Key Words: Drying, water activity, hygiene, sanitation

1. GIDALARIN KURUTULMASI

Gıdalar bitkisel ve hayvansal kaynaklı gıdalar olmak üzere iki gruptan oluşmaktadır. Ayrıca gıdaları;

bozulan gıdalar, kolay bozulmayan gıdalar, hasat edilen gıdalar, ham gıdalar, taze gıdalar, formülize edilmiş gıdalar, sentetik gıdalar ve son yıllarda popüler olan fonksiyonel gıdalar olarak da sınıflandırmak mümkündür. Gıdaların çeşitli besin içeriklerini korumak, katma değerli ürünler elde etmek, bozulmalarını durdurmak ve/veya yavaşlatmak amacıyla bazı muhafaza tekniklerine ihtiyaç duyulmaktadır [1,2].

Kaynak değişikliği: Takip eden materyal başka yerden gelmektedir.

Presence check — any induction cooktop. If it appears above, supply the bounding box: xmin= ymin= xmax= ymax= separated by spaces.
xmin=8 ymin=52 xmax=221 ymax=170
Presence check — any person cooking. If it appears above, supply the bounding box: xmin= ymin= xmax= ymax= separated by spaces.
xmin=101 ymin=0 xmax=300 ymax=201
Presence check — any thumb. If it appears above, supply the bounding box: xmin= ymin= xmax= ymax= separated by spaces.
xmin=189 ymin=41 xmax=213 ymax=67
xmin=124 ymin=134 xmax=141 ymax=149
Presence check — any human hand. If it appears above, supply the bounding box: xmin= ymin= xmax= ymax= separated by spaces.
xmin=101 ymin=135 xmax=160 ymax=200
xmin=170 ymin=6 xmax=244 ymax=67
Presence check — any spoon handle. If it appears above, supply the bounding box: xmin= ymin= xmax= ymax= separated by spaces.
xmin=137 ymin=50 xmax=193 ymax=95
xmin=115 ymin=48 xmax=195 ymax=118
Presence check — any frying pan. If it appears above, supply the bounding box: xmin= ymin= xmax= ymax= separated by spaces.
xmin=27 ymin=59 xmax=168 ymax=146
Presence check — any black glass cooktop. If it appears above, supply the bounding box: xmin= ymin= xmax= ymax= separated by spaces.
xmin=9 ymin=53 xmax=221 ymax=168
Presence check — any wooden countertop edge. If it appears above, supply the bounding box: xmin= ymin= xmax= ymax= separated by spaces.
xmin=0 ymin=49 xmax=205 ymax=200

Hasat ve hasat sonrası prosesler sırasında, gıda maddeleri mekanik, fiziksel, kimyasal ve mikrobiyal zararlara maruz kalır. Mekanik ve fiziksel zararlar, kimyasal ve mikrobiyal bozulmalara katkıda

(2)

bulunmaktadır. Kurutmanın temel amacı gıdaların içeriğinde bulunan suyun kimyasal, enzimatik ve mikrobiyal reaksiyonlarda kullanımını kısıtlayarak gıdanın raf ömrünü arttırmaktadır [1,3,4].

Kurutma ısı ve kütle transferini aynı anda gerçekleştiren fiziksel bir prosestir. Kurutma sırasında ısı ve kütle aktarımının etkisiyle gıda ürünlerinin fiziksel ve kimyasal kalite özelliklerinde değişmeler meydana gelebilir. Gıdalarda büzüşme, şişme, kristalizasyon ve camsılığa geçiş (glass transion) gibi fiziksel değişimlerin yanında kimyasal ve biyokimyasal olarak renk, koku, tekstürde istenen veya istenmeyen değişimler meydana gelmektedir. Kurutma herhangi bir maddede bulunan suyun uzaklaşmasıdır. Kurutma terimi literatürde “drying” ve “dehydration” terimleri şeklinde yer almaktadır.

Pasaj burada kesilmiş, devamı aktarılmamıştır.